Parecida é a história de Irina Póvoa, que também engravidou, aparentemente, no momento menos oportuno. “Já recebia o subsídio de especialidade em 2018, mas em maio de 2019, quando saiu o Decreto-Lei relativo à integração, porque antes estava grávida, fui preterida. Primeiro disseram que não tinha direito. Depois afirmaram que as quotas não eram suficientes para todas. Mais tarde mandaram-me aguardar por um despacho do Ministério da Saúde. Até hoje continuo sem poder concorrer ao cargo de gestora, apesar de ter a especialidade, conforme o comprova o pagamento do respetivo subsídio. Estou impedida de progredir na carreira, tal como diversas outras colegas. Sei que algumas até já tentaram ir aos concursos, mas acabaram excluídas”, partilhou.

As histórias relatadas por Carmem Borralho e Irina Póvoa são quase uma cópia da que contou ao nosso jornal Daniela Santos, atualmente a trabalhar em Almada. “Em 2015 já estava na ARS de Lisboa e Vale do Tejo. Já exercia especialidade e dois anos mais tarde concorri. Em julho do ano seguinte entrei em licença parental, que se prolongou até novembro. Quando tomei posse em fevereiro de 2019, constatei que todas as restantes colegas haviam passado para a categoria de enfermeiras especialistas. No meu caso, porque engravidei, não fui abrangida. Agora, entre outras coisas, dizem que as quotas estão preenchidas”, afirmou.

Gémeas separadas apenas pela gravidez

O grupo de enfermeiras que se dizem descriminadas entregou, na passada sexta-feira, mais um pedido para que a situação seja corrigida. Exigem, para além do acesso à possibilidade de concorrerem a posições cimeiras da profissão, que lhes sejam também restituídos os suplementos de especialidade que antes de engravidarem lhes eram pagos.
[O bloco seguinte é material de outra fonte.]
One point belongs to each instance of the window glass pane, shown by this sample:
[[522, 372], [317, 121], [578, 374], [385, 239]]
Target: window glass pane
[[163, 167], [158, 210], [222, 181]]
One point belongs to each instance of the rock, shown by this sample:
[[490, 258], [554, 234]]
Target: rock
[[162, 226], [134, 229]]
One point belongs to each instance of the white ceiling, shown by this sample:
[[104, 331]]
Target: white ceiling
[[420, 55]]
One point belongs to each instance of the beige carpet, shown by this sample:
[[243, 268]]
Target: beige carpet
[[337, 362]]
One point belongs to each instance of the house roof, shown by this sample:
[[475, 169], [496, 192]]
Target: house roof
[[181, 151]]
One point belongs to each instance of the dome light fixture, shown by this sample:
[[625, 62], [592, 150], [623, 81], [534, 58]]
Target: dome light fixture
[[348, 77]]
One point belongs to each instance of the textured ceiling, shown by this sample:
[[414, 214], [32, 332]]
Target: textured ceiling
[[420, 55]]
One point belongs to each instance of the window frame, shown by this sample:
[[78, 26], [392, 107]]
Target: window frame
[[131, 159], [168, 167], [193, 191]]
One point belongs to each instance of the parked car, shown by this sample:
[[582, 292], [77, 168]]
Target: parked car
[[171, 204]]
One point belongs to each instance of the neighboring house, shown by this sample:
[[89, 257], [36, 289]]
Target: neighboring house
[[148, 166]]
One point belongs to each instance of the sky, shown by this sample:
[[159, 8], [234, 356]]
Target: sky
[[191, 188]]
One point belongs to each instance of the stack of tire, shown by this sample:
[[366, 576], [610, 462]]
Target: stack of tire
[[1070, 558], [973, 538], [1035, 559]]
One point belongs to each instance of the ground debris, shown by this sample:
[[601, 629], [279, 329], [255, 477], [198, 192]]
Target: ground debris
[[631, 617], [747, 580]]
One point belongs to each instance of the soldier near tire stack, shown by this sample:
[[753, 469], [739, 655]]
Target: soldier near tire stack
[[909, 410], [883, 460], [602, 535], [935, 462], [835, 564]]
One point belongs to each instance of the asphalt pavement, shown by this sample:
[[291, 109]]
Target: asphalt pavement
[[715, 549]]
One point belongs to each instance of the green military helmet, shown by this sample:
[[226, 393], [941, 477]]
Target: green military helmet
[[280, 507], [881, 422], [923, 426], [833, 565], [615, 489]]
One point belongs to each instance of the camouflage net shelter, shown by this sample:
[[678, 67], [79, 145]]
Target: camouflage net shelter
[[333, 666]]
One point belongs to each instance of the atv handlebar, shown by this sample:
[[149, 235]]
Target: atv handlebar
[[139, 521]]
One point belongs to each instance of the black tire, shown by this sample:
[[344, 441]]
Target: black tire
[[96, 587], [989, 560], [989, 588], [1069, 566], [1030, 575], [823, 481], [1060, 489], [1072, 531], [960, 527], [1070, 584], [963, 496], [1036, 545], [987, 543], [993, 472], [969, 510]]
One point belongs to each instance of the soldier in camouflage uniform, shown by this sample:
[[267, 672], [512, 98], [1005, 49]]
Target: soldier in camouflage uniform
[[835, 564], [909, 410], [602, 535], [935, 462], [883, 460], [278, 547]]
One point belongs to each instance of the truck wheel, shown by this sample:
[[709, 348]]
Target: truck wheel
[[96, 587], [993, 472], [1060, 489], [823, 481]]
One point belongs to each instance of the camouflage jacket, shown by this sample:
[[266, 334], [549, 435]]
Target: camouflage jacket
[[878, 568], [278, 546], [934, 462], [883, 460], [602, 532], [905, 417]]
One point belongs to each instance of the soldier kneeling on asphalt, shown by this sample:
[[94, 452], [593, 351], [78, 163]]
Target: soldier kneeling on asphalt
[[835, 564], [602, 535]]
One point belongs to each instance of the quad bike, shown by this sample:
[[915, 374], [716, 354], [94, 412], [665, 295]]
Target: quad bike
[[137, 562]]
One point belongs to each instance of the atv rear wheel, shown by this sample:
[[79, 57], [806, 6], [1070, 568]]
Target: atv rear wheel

O suplemento em causa era de 150 euros mensais e, segundo referem, ninguém irá abdicar do mesmo. “Houve uma ocasião, quando Marta Temido era a ministra da Saúde, que tudo parecia encaminhado para se resolver. A razão já nos havia sido reconhecida, tanto pelo ministério como por juristas contactados. Mas a verdade é que depois tudo parece ter parado e ninguém faz o ponto da situação. É bom que as pessoas saibam que, devido a esta situação caricata, algumas enfermeiras já acionaram processos em tribunal e que outras, onde me incluo, até têm passado por problemas de saúde complicados, nomeadamente depressões”, disse uma das contactadas.

Carmem Borralho refere, por sua vez, que toda a situação é “uma teia urdida de não decisões”: “As pessoas andam a empurrar com a barriga. Ninguém consegue explicar os motivos desta descriminação. Há um caso que é bem elucidativo: Duas gémeas, ambas enfermeiras, iniciaram todo o processo de especialidade em simultâneo e a ambas foi atribuída a passagem. Uma avançou. A outra, porque engravidou, continua envolvida nesta situação”.

O Semmais contactou igualmente o Ministério da Saúde, tendo sido informado que existe conhecimento das reclamações do grupo de enfermeiras e que as mesmas estão a ser apreciadas.